I don't think it's that bad. The case has a nice "industrial" look. The dial is messy, that's for sure, I can't even see the hands...


----------



## LouS (Oct 6, 2009)

scrap metal with the looks to match


----------



## angela3460 (Sep 20, 2010)

*ANYONE HELP* !!! I just bought one - K. V. Fuchs Design Watch .... however, *it's not working.*... anyone can help to give information for repair? or the contact details of this watch? I cannot find any K. V. Fuchs Design watch brand information on web.....Pls Help !!!


----------



## Lencoth (Apr 29, 2008)

angela3460 said:


> *ANYONE HELP* !!! I just bought one - K. V. Fuchs Design Watch .... however, *it's not working.*... anyone can help to give information for repair? or the contact details of this watch? I cannot find any K. V. Fuchs Design watch brand information on web.....Pls Help !!!


You bought the watch, so there is a seller. That would be the first person to turn to.

If you look around with the details provided earlier in the thread (K.V. Fuchs Design, Idar Oberstein) you will find contact details.

Or you could go to local watchmaker, however if it has a Chinese movement (which is likely) many watchmakers will not touch these.

Good Luck.


----------



## StufflerMike (Mar 23, 2010)

Why not returning it to the seller ? He sold you a watch which is not working, he should take care though.

I think you will have difficulties contacting the "manufacturer", no web site, no e-mail:

Klaus Volker Fuchs K.V. Fuchs-Design
Ida-Purper-Str. 26, 55743 Idar-Oberstein, Germany
T: +49 6781 43488 Fax: +49 6781 42849

Good luck.


----------



## angela3460 (Sep 20, 2010)

stuffler said:


> Those K.V. Fuchs Design watches are sometimes offered on ebay. Most of the watches I have seen have been fitted with chinese movements. K.V. Fuchs Design is located in Idar Oberstein known to be Germany' s gemstone centre. Not a collector´s item I am afraid.


Hi Mike,

I bought from Berlin, Germany when traveling last week..... and now I am back in Hong Kong and found that it's not working.... any suggestion ? do you know the repair / agents in HK which I can refer to ? or you think I should just walk in any watch company to ask if they can help to fix my problem?
many thanks........ 1st time buy this kind of watch.... U_U

Angela


----------



## StufflerMike (Mar 23, 2010)

I am sure that K.V. Fuchs Design has no repair center or agent/authorized dealer in HK. I'd go to any repair shop to have a look at it. However in the first place I would notify K.V. Fuchs design because it is a matter of guarantee. Is it quartz or mechanical ?


----------



## angela3460 (Sep 20, 2010)

it is automatic ......how can I notify K V Design for that? no website or email contact.... do you think I should try sending them a fax to seek their advise first?
many thanks
Angela


----------



## StufflerMike (Mar 23, 2010)

angela3460 said:


> it is automatic ......how can I notify K V Design for that? no website or email contact.... do you think I should try sending them a fax to seek their advise first?
> many thanks
> Angela


See my other post. Fax or letter is the only way.....
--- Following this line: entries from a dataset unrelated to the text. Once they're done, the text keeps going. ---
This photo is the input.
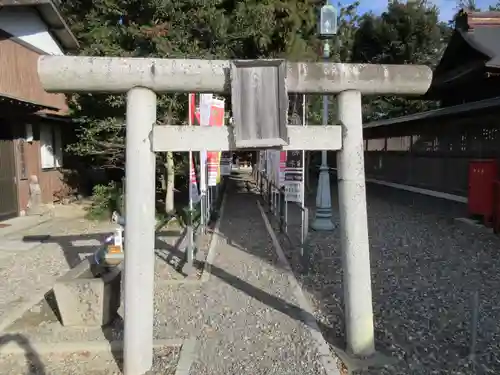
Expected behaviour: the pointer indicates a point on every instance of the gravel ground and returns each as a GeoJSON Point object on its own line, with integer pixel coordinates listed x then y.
{"type": "Point", "coordinates": [425, 270]}
{"type": "Point", "coordinates": [245, 316]}
{"type": "Point", "coordinates": [84, 363]}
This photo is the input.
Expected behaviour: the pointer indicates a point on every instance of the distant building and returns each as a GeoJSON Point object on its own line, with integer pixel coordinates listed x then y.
{"type": "Point", "coordinates": [33, 122]}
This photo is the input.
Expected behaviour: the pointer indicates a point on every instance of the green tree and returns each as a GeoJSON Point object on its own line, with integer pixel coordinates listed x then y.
{"type": "Point", "coordinates": [407, 33]}
{"type": "Point", "coordinates": [176, 29]}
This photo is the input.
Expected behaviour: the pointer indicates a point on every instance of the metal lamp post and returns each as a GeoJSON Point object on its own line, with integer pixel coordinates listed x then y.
{"type": "Point", "coordinates": [323, 216]}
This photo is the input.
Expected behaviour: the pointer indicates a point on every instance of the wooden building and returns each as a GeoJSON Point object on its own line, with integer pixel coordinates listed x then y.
{"type": "Point", "coordinates": [33, 122]}
{"type": "Point", "coordinates": [432, 150]}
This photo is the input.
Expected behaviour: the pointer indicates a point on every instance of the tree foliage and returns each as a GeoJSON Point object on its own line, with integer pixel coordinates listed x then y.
{"type": "Point", "coordinates": [406, 33]}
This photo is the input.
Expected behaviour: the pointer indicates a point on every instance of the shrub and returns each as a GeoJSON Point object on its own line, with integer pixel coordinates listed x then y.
{"type": "Point", "coordinates": [105, 200]}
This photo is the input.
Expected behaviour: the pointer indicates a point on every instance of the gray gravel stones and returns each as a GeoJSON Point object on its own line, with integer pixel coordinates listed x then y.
{"type": "Point", "coordinates": [249, 315]}
{"type": "Point", "coordinates": [425, 270]}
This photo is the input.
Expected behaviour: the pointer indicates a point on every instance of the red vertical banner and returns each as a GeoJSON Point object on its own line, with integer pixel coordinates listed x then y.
{"type": "Point", "coordinates": [193, 184]}
{"type": "Point", "coordinates": [282, 168]}
{"type": "Point", "coordinates": [213, 157]}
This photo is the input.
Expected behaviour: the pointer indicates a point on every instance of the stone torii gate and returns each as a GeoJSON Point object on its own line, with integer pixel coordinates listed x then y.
{"type": "Point", "coordinates": [259, 92]}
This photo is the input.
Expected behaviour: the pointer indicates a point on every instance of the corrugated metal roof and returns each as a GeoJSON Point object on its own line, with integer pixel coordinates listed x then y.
{"type": "Point", "coordinates": [50, 14]}
{"type": "Point", "coordinates": [9, 99]}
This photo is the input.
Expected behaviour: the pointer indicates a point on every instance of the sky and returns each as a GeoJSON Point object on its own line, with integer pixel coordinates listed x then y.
{"type": "Point", "coordinates": [447, 7]}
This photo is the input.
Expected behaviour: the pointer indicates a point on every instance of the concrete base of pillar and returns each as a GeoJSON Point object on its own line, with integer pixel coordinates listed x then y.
{"type": "Point", "coordinates": [353, 364]}
{"type": "Point", "coordinates": [84, 300]}
{"type": "Point", "coordinates": [323, 216]}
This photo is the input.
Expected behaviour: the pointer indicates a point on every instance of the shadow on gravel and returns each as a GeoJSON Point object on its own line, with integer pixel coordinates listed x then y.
{"type": "Point", "coordinates": [33, 361]}
{"type": "Point", "coordinates": [274, 302]}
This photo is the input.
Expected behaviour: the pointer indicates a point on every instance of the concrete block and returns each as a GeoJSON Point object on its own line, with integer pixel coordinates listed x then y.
{"type": "Point", "coordinates": [84, 300]}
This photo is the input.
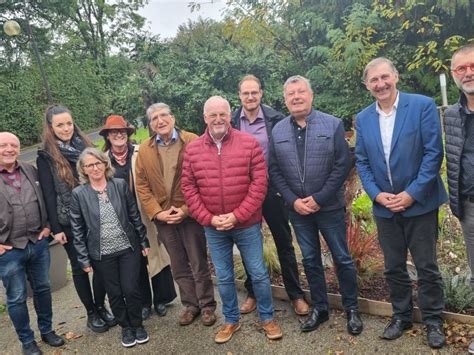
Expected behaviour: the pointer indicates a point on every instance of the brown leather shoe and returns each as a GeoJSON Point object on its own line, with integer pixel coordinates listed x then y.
{"type": "Point", "coordinates": [226, 332]}
{"type": "Point", "coordinates": [300, 306]}
{"type": "Point", "coordinates": [272, 329]}
{"type": "Point", "coordinates": [188, 316]}
{"type": "Point", "coordinates": [208, 317]}
{"type": "Point", "coordinates": [249, 305]}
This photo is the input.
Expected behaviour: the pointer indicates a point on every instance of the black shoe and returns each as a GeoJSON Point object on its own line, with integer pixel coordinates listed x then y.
{"type": "Point", "coordinates": [146, 312]}
{"type": "Point", "coordinates": [141, 335]}
{"type": "Point", "coordinates": [31, 349]}
{"type": "Point", "coordinates": [106, 316]}
{"type": "Point", "coordinates": [435, 336]}
{"type": "Point", "coordinates": [354, 322]}
{"type": "Point", "coordinates": [395, 328]}
{"type": "Point", "coordinates": [128, 337]}
{"type": "Point", "coordinates": [314, 319]}
{"type": "Point", "coordinates": [96, 323]}
{"type": "Point", "coordinates": [160, 309]}
{"type": "Point", "coordinates": [52, 339]}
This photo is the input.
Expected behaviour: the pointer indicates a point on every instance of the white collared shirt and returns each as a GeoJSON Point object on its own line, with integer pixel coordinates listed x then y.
{"type": "Point", "coordinates": [387, 122]}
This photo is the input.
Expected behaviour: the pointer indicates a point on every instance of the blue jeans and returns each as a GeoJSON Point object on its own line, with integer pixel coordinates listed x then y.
{"type": "Point", "coordinates": [249, 241]}
{"type": "Point", "coordinates": [332, 226]}
{"type": "Point", "coordinates": [16, 265]}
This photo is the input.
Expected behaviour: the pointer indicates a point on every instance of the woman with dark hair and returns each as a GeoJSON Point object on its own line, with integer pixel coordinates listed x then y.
{"type": "Point", "coordinates": [61, 146]}
{"type": "Point", "coordinates": [108, 237]}
{"type": "Point", "coordinates": [122, 154]}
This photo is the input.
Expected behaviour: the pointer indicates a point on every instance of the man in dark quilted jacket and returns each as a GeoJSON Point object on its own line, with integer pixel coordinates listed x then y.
{"type": "Point", "coordinates": [459, 129]}
{"type": "Point", "coordinates": [309, 162]}
{"type": "Point", "coordinates": [224, 182]}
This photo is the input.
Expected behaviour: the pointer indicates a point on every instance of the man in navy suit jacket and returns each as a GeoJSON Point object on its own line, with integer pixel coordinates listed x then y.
{"type": "Point", "coordinates": [399, 152]}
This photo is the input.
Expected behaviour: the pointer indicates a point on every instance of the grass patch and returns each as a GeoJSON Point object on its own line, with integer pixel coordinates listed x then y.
{"type": "Point", "coordinates": [140, 135]}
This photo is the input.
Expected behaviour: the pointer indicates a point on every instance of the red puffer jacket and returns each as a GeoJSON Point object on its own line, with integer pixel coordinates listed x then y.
{"type": "Point", "coordinates": [232, 180]}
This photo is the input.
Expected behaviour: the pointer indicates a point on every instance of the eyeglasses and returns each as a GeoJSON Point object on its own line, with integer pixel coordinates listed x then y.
{"type": "Point", "coordinates": [161, 115]}
{"type": "Point", "coordinates": [97, 165]}
{"type": "Point", "coordinates": [250, 93]}
{"type": "Point", "coordinates": [462, 69]}
{"type": "Point", "coordinates": [116, 132]}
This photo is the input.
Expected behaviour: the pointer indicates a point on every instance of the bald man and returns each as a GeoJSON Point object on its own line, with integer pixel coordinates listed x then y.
{"type": "Point", "coordinates": [24, 246]}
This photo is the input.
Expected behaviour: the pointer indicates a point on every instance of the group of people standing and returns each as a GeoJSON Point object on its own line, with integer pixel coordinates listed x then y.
{"type": "Point", "coordinates": [130, 213]}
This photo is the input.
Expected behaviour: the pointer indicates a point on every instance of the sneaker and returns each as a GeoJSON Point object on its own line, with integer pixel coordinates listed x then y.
{"type": "Point", "coordinates": [141, 335]}
{"type": "Point", "coordinates": [128, 338]}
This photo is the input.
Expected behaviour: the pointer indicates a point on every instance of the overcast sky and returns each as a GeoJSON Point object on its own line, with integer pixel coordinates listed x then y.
{"type": "Point", "coordinates": [164, 16]}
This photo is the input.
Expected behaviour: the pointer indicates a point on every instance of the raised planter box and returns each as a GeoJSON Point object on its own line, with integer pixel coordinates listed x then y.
{"type": "Point", "coordinates": [376, 308]}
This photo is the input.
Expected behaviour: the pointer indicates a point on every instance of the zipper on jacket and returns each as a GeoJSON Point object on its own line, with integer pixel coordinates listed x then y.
{"type": "Point", "coordinates": [220, 173]}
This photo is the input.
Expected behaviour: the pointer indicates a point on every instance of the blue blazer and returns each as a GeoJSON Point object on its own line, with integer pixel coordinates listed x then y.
{"type": "Point", "coordinates": [415, 157]}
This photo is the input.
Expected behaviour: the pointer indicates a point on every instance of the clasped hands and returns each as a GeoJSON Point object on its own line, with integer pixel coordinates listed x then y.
{"type": "Point", "coordinates": [305, 206]}
{"type": "Point", "coordinates": [395, 202]}
{"type": "Point", "coordinates": [224, 222]}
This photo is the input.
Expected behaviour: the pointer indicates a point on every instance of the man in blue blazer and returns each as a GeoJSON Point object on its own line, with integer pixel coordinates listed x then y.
{"type": "Point", "coordinates": [399, 152]}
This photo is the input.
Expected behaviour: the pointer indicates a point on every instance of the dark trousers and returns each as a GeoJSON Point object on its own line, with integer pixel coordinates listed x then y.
{"type": "Point", "coordinates": [186, 246]}
{"type": "Point", "coordinates": [162, 285]}
{"type": "Point", "coordinates": [276, 216]}
{"type": "Point", "coordinates": [417, 234]}
{"type": "Point", "coordinates": [81, 278]}
{"type": "Point", "coordinates": [120, 273]}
https://www.watchuseek.com/f8/thoughts-k-v-fuchs-design-watch-395645-post3342272.html


----------



## angela3460 (Sep 20, 2010)

Hi Mike,

Thanks a lot...... I called the company this afternoon & fix the problem now......

for your information, if you want to reach them in future, you can send to

[email protected]

Quite prompt reply from them, thanks a lot

Angela



stuffler said:


> See my other post. Fax or letter is the only way.....
> 
> https://www.watchuseek.com/f8/thoughts-k-v-fuchs-design-watch-395645-post3342272.html


----------



## StufflerMike (Mar 23, 2010)

Good to hear it worked out. Good luck.


----------



## thomasjpn (Dec 3, 2011)

Dear all, K.V. Fuchs Design is a german Goldsmith and jeweller.
They have really cheap watches from about € 20,-
Mr. Fuchs once told me, this is just fashion jewellery with a movement by incidence.

But they also have mechanical or automatic watches. Those are usually equipped with a movement produced by Ingersoll of USA.
Really nice watches for a really reliable price. Mr. & Mrs. Fuchs are always really helpfull when you send them an email or just call them.


----------



## rationaltime (May 1, 2008)

thomasjpn said:


> Dear all, K.V. Fuchs Design is a german Goldsmith and jeweller.
> They have really cheap watches from about € 20,-
> Mr. Fuchs once told me, this is just fashion jewellery with a movement by incidence.
> 
> ...


Hello Thomas,

Welcome to watchuseek, and thank you for the update.

I am pretty sure Ingersoll USA produces neither watch movements nor
watches in the US. While Ingersoll watches may have merits, including
relatively low prices, they are all very similar to products known to be
produced in China.

Thanks,
rationaltime


----------



## StufflerMike (Mar 23, 2010)

> I am pretty sure Ingersoll USA produces neither watch movements nor
> watches in the US.


+1, I have seen Ingersoll at the Munichtime 2011 exhibition and I noticed Seagull movements...........


----------